The opening verse of our Torah portion is a commandment that the Israelites bring purified olive oil to light the Ner Tamid, the Eternal Lamp in the Tabernacle. How strange! The Tabernacle was built solely through voluntary offerings of materials and skills, how then can we explain why the supplying of the oil is a non-voluntary mitzvah?

The answer may lie in the specificity of the mitzvah. Only oil produced by the first cold pressing of the olives could be used. Various midrashim find great significance in this. Some take a Judeocentric view, remarking that the superiority of the oil parallels that of the Jewish people. Other midrashim note that oil, when poured into another substance, remains separate—just like the Jews who (at least historically!) refused to assimilate into their host societies. But neither of these lines of explanation speaks to the Intelligent Jew. We neither advocate Judeocentric superiority, and we fervently believe, as we learned last week, that actively combining “doing and learning” Judaism provides an antibody for assimilation. We will have to look elsewhere.

But Ramban finds an answer through a careful reading of the lengthy narrative of the Tabernacle’s construction. First, he notes that the people were commanded “to bring oil” while in every other case of Tabernacle work they were told “and you shall make.” He ingeniously argued that this reflects the fact that there was no possibility of actually “making” olive oil in the desert, all the oil was from supplies that had been brought out of Egypt. Ramban then argues that a close reading of the narrative of the Tabernacle’s construction uses the word “command” a number of times even though all the workers worked voluntarily. How can this be explained: by realizing that the voluntary workers acted as though these words were a command. This accounts for the precision and care manifested in the building of the Tabernacle, its furniture, and the elaborate vestments of those who officiated within.

Solomon Schechter famously wrote about “Catholic Israel”—the members of the Jewish faith who were totally unified (the Victorian adjectival meaning of “Catholic”) by practice to the point that everything their religion told them was “a command.” Rabbi Stern once spoke admiringly of the how well the Mormon Temple next to his shul in Birmingham, Alabama was maintained. This was because the members tithed themselves with work such as cleaning the building and maintaining the garden. The Tabernacle is a physical testament to the loving labour of those who considered it their duty to “build Me a sanctuary so I may dwell in your midst.”
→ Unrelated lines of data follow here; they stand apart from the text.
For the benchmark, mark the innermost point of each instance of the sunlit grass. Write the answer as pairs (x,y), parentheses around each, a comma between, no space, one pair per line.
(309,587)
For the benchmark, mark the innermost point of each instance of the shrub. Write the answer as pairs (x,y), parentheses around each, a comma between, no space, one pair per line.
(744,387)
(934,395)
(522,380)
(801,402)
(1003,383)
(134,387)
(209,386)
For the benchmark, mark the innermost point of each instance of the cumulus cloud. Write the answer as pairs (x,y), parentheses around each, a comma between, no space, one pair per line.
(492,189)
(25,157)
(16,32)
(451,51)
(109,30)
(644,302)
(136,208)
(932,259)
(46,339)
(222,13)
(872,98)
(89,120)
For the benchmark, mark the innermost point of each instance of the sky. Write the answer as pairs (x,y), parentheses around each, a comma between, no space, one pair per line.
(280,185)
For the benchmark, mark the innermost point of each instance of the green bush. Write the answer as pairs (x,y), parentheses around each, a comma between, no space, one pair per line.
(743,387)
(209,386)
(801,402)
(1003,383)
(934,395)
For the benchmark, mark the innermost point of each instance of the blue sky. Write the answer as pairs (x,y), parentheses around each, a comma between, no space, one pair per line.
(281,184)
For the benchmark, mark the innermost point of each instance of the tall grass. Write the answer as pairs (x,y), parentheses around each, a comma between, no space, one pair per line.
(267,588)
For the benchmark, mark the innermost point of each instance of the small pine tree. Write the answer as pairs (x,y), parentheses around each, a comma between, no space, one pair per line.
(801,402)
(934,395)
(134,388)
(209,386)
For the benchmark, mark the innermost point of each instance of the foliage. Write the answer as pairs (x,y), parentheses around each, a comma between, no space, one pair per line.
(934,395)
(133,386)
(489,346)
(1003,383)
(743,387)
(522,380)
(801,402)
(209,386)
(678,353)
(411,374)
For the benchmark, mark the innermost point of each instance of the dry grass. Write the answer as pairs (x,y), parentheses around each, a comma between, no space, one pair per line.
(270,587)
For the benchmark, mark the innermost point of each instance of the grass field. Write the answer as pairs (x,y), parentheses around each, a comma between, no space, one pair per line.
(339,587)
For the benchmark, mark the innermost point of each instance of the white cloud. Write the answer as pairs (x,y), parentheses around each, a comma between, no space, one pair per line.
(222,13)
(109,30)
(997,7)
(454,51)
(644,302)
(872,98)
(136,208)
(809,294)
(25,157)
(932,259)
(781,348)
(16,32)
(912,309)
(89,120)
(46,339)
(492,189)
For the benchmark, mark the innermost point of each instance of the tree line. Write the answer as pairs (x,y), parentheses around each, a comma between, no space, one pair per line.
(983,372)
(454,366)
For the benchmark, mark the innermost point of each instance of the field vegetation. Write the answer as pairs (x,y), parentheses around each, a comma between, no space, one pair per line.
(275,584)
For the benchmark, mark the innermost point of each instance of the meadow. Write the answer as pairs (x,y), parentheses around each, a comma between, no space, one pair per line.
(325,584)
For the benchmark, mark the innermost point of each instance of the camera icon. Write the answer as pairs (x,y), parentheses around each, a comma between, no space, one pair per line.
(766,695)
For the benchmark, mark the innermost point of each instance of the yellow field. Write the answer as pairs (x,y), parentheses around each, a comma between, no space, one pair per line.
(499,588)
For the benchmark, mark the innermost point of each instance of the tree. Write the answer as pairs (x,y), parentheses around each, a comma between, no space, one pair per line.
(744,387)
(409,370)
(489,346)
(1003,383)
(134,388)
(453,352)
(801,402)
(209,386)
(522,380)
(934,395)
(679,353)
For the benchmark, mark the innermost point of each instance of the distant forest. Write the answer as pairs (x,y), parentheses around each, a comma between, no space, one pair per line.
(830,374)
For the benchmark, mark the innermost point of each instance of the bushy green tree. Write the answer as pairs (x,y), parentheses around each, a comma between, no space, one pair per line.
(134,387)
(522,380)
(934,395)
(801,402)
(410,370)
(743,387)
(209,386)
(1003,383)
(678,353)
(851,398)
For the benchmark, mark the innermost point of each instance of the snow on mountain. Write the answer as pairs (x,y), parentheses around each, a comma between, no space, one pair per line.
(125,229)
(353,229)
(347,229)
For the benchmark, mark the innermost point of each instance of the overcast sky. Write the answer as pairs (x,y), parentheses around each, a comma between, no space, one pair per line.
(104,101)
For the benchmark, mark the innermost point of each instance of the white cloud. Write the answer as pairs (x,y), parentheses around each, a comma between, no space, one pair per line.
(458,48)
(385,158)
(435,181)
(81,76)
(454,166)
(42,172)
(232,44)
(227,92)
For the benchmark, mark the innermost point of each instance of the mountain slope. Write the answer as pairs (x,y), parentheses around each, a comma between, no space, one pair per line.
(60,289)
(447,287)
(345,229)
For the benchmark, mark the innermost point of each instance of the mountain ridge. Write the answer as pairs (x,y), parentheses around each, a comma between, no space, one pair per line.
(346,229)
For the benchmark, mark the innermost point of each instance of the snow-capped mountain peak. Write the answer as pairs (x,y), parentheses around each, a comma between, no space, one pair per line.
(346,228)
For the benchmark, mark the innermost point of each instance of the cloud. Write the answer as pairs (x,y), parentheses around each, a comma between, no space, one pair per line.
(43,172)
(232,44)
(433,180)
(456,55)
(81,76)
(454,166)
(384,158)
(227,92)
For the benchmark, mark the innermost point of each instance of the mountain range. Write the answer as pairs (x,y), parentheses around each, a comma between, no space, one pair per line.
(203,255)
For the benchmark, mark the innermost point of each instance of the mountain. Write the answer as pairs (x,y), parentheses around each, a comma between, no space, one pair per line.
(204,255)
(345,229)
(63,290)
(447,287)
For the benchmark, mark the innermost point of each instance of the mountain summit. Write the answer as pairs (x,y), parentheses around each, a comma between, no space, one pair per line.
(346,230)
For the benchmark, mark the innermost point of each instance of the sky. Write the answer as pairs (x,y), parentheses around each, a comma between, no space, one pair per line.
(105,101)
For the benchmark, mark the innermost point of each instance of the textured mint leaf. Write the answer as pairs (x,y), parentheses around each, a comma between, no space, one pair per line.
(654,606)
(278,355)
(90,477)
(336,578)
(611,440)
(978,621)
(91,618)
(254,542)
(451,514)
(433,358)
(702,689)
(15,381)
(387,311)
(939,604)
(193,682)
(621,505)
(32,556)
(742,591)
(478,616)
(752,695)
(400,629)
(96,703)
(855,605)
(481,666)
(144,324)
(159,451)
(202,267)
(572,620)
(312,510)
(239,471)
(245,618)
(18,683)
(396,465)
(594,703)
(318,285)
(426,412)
We are the inheritors of this mighty ethic of “compulsory voluntarism” which the Torah calls the work of “those whose hearts are motivated.” In a society whose bonds are strained by the incessant chant of “me over we,” some would say this is a tired ethic needing rethinking. They are wrong. Our Torah portion’s olive oil lit a flame whose perpetuity depended on daily rekindling. The flame could not burn perpetually on its own without aid from those committed to it. That is the nature of religion—it is only as strong as we make it. As we celebrate Purim together, we can pause for a weekend of self-congratulation that we, and other shuls, are islands of community, camaraderie, and friendship forming a bulwark against a rising tide of individualistic narcissism. We need to remember Peter, Paul, and Mary’s sage advice: “don’t let the lights go out, they have burned for so many years.”